Nick stood aside. Frightened for Leota, he’d flushed the pills, poured out the brandy and told his mother he’d invite a therapist to live with them if she renewed her supplies. “What else has happened?”
“I don’t know whether I should talk to you about Mrs. Dylan. Telling you what I think is going on with her might be inappropriate, but you know my loyalty.”
“What is wrong, Hunter?”
“She stays in her rooms until lunch. She’s never hungry. I find this most difficult to say, but her maid suspects she’s begun to cry herself to sleep at night. Mrs. Dylan’s pillowcase is still damp when she makes the bed.”

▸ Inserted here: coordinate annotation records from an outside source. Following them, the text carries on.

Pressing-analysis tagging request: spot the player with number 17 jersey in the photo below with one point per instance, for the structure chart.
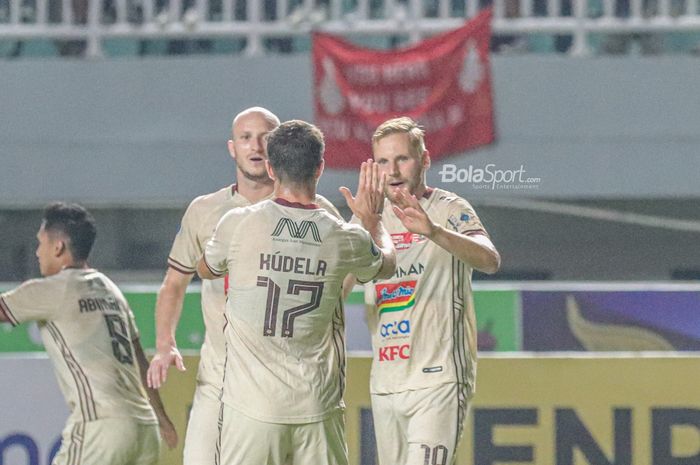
(285, 325)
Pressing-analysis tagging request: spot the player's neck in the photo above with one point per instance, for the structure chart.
(295, 194)
(254, 191)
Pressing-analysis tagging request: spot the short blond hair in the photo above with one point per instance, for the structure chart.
(403, 124)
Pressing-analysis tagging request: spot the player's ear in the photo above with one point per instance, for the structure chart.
(270, 172)
(231, 149)
(59, 247)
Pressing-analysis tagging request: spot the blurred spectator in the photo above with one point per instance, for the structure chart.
(57, 15)
(650, 43)
(507, 42)
(562, 42)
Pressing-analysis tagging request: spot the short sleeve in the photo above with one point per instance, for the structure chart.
(216, 250)
(186, 249)
(35, 300)
(463, 219)
(367, 258)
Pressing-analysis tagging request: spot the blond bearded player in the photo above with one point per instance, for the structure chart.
(247, 148)
(422, 319)
(89, 333)
(285, 337)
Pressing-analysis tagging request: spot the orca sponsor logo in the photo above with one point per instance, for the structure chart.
(391, 353)
(22, 445)
(396, 328)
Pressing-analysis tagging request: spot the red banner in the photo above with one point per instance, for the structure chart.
(444, 83)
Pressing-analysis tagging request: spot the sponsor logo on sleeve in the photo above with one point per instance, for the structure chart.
(403, 241)
(395, 297)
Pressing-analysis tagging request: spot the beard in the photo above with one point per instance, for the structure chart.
(262, 178)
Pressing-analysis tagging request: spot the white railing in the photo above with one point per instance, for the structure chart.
(93, 21)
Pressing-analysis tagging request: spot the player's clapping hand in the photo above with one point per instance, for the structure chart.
(158, 369)
(414, 218)
(368, 203)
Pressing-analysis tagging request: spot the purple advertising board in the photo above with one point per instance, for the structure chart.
(611, 320)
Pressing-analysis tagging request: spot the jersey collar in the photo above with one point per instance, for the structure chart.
(287, 203)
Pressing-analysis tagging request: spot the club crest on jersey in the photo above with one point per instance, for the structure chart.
(297, 230)
(395, 297)
(403, 241)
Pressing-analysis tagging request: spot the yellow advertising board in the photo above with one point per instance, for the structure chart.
(543, 410)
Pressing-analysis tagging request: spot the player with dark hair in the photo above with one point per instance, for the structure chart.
(247, 147)
(285, 338)
(422, 319)
(89, 333)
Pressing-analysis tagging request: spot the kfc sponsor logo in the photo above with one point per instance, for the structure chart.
(396, 328)
(391, 353)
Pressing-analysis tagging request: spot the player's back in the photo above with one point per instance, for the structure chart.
(87, 328)
(285, 331)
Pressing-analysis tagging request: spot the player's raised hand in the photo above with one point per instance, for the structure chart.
(158, 369)
(414, 218)
(168, 432)
(368, 203)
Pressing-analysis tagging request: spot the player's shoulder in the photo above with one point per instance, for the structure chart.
(446, 197)
(47, 284)
(446, 200)
(239, 213)
(353, 231)
(206, 202)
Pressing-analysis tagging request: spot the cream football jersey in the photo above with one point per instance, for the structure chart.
(87, 328)
(422, 319)
(285, 330)
(197, 227)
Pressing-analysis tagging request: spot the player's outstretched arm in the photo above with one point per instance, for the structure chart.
(477, 250)
(204, 272)
(348, 283)
(368, 206)
(167, 429)
(168, 310)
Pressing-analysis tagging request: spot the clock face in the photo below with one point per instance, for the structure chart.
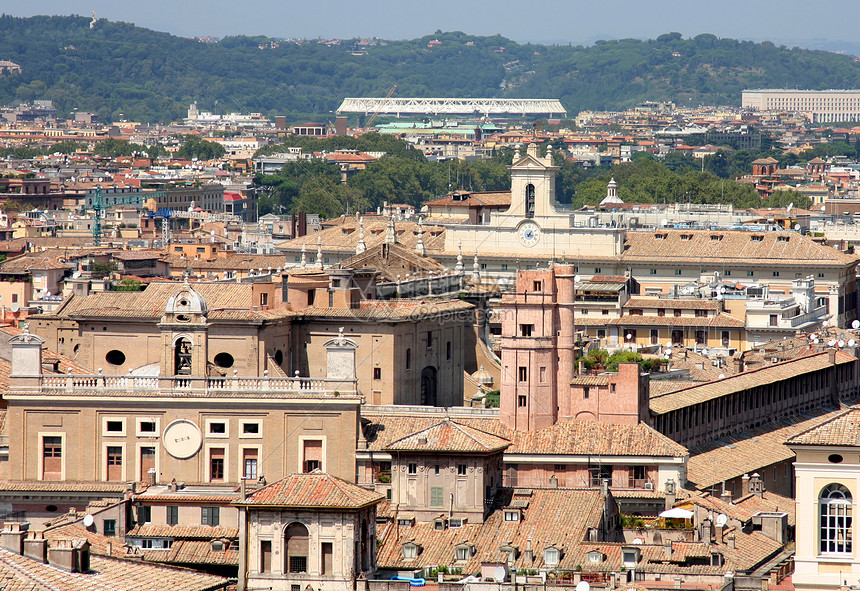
(182, 439)
(529, 234)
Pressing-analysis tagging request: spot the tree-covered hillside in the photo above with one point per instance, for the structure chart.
(118, 68)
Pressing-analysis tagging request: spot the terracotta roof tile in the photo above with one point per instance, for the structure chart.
(316, 490)
(25, 574)
(449, 436)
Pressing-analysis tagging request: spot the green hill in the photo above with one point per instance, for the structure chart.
(150, 76)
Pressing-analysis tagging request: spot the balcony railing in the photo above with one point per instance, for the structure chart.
(198, 386)
(560, 481)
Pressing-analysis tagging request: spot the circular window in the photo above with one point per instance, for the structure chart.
(115, 357)
(223, 360)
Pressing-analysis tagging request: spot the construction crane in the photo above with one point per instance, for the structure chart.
(98, 204)
(387, 96)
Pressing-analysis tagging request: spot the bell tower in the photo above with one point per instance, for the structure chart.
(532, 184)
(184, 334)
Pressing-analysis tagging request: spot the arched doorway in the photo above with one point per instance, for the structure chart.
(182, 357)
(365, 547)
(428, 386)
(296, 545)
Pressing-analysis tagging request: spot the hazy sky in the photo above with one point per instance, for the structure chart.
(577, 21)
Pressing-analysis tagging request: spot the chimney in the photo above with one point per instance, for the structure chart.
(12, 536)
(707, 530)
(36, 547)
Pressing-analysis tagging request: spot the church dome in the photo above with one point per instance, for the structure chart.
(186, 301)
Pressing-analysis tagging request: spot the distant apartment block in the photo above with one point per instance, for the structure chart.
(821, 106)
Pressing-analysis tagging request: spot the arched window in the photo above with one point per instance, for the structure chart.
(835, 523)
(296, 545)
(530, 200)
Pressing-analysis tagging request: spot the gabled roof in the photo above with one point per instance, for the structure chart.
(449, 436)
(842, 430)
(316, 490)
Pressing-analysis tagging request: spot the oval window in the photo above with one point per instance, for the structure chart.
(115, 357)
(223, 360)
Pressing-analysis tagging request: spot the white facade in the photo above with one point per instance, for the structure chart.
(819, 105)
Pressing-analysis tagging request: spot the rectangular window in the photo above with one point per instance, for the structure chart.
(144, 514)
(109, 527)
(210, 515)
(249, 463)
(114, 463)
(147, 462)
(52, 457)
(265, 556)
(312, 455)
(216, 464)
(115, 427)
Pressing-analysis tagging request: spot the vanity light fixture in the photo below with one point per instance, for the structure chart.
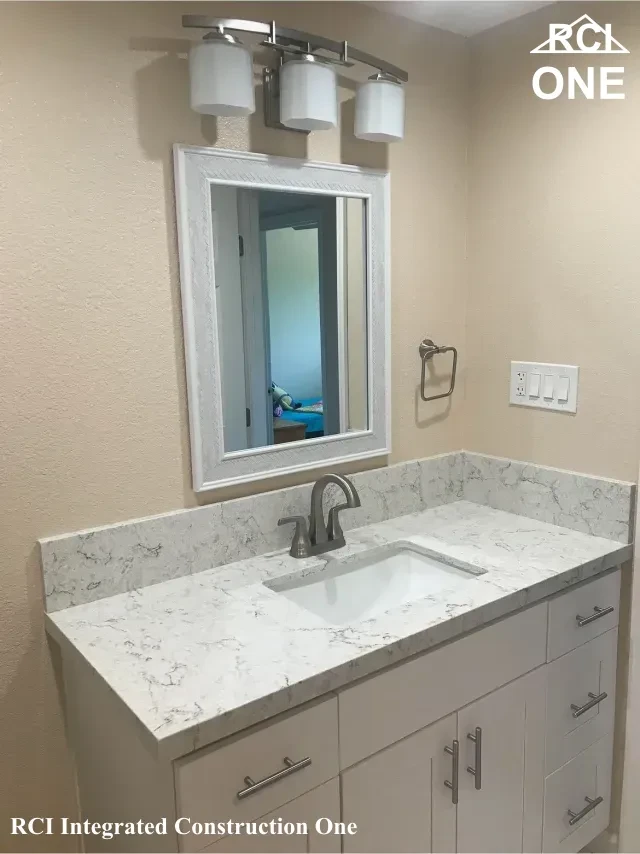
(221, 76)
(380, 109)
(300, 88)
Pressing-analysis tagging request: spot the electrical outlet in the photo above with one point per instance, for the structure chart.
(544, 386)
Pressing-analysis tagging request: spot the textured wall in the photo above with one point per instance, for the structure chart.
(92, 402)
(554, 223)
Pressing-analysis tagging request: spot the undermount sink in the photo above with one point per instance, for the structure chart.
(365, 585)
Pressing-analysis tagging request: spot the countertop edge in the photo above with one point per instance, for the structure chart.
(205, 733)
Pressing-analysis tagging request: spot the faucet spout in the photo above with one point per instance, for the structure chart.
(318, 533)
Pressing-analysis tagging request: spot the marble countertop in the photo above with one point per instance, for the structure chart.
(203, 656)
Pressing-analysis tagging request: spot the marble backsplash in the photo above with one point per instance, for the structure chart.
(90, 565)
(591, 505)
(93, 564)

Cold dread grabbed Nick low in the gut. He’d been reason enough for his parents to marry. He hadn’t made Jeff love Leota, and Leota always seemed to wish her son would try a little harder to make Jeff’s love possible.
But Hunter had been family to him when his own mother and father couldn’t help reminding him he’d failed as a son. Time he took the load off Hunter’s shoulders. And time he found out if he could be the son his mother needed.
“Thank you, Hunter, for telling me. I’ll bring Leota down for dinner.” But doubt hounded him as he went to his mother’s room. He could talk her into dinner, but could he persuade her to get help? Maybe—if he managed to keep their home.
ALONE IN THE OFFICE, Clair was working on her design when Paul came in to lock the company’s cell phones away. “You still here?” he asked. “Don’t stay any longer. Your idea’s almost ready to present.”